La touche polar, essentiellement concentrée sur la découverte du corps du vieil homme (expliquée dès le départ, ce n’est pas un spoil), est directement tirée d’un fait divers sordide arrivé dans ma famille. Rien de très grave, je vous rassure, pas de meurtre à déplorer ! Mais il est vrai que, parfois, une personne peut se perdre tout bêtement des années dans la nature avant d’être retrouvée. Quand certains s’ingénient à dissimuler des cadavres, ce genre d’ironie ne peut qu’interpeler.

En tout cas, très fière d’intégrer la petite bande des auteurs de Malpertuis et j’espère que ce texte vous plaira si vous avez l’occasion de le lire pour me découvrir dans un registre plus romantique que le reste de mes productions.
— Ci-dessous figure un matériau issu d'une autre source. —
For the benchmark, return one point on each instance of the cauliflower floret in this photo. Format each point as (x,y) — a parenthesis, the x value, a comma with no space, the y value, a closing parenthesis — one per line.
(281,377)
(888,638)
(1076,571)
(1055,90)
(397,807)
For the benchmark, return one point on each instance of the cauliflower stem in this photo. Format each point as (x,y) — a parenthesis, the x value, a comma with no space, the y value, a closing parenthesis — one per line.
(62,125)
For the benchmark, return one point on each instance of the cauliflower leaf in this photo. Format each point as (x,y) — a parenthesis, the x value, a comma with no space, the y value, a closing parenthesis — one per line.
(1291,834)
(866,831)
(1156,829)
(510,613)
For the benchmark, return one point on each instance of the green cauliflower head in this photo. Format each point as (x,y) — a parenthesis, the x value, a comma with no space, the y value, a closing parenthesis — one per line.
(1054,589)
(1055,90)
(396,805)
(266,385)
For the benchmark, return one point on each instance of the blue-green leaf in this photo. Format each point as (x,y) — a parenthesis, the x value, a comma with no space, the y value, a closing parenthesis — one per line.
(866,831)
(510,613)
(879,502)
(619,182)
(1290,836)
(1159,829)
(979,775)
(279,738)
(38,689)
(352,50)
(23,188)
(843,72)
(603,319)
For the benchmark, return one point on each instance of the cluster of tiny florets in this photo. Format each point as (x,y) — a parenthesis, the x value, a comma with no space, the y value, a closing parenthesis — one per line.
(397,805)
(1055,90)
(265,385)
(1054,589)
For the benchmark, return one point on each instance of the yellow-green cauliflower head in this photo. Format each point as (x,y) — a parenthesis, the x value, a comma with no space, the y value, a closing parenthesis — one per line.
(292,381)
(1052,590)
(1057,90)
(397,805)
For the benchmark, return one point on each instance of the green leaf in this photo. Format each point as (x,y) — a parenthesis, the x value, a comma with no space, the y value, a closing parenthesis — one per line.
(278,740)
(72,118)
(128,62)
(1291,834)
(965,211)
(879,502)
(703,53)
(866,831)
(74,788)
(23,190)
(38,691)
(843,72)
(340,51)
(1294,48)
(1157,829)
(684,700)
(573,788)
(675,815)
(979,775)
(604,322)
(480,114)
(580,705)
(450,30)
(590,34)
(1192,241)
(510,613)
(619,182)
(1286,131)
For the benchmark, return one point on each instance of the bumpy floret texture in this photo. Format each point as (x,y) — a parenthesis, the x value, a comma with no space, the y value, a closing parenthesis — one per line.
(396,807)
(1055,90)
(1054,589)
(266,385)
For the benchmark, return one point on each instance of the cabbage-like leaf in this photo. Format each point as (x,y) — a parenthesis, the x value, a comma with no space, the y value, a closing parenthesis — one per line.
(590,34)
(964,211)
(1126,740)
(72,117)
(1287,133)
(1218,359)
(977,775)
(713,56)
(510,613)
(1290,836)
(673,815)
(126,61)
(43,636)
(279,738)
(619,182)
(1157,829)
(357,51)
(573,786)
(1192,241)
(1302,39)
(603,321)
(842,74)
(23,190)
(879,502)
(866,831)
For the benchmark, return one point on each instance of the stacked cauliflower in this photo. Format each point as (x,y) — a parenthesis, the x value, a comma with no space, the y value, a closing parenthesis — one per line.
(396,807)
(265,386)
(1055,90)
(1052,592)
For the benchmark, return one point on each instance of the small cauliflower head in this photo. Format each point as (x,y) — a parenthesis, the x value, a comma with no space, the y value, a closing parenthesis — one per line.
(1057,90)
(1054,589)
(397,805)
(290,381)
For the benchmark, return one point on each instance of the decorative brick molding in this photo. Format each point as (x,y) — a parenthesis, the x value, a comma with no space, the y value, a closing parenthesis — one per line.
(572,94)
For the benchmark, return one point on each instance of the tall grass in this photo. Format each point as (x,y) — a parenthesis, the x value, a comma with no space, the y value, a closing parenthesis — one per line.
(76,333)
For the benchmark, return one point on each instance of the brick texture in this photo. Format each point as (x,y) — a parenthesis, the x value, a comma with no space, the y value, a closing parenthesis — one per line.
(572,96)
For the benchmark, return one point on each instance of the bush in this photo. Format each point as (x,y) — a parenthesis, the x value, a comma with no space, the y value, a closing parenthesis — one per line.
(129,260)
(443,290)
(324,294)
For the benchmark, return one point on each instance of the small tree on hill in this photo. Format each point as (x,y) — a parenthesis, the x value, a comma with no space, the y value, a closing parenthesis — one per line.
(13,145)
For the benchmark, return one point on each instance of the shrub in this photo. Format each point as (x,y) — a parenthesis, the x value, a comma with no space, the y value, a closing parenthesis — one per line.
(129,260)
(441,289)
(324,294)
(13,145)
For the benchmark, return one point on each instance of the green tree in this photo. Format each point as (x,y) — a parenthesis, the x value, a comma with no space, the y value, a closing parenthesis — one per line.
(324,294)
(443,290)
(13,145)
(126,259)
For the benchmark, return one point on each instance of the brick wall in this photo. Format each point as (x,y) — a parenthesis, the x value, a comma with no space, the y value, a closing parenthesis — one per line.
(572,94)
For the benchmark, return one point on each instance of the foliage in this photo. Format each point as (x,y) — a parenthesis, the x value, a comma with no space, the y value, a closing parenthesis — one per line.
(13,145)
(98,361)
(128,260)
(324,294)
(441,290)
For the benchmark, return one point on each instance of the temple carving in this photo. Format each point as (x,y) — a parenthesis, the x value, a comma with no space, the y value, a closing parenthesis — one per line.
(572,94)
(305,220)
A voir quel registre me convient le mieux !

Critiques des lecteurs :

« Un an, sept mois et six jours après sa mort, monsieur de Cherval était enterré avec les derniers membres de sa lignée », telle est la phrase introductive de la « Scène de chasse ordinaire » de Barbara Cordier, un texte fourmillant de personnages étranges qui aurait sans doute gagné à un être un rien plus ramassé mais qui produit son effet de belle manière. Le monde de Mateo

2 Responses to Scène de chasse ordinaire

  1. Dominique

    Intéressant de lire votre “petite cuisine personnelle” à vous aussi ! J’ai beaucoup aimé votre texte et la relation touchante entre le garçon et le vieil homme. Il y a beaucoup de justesse dans la description de ces rapports entre eux. Une très belle nouvelle.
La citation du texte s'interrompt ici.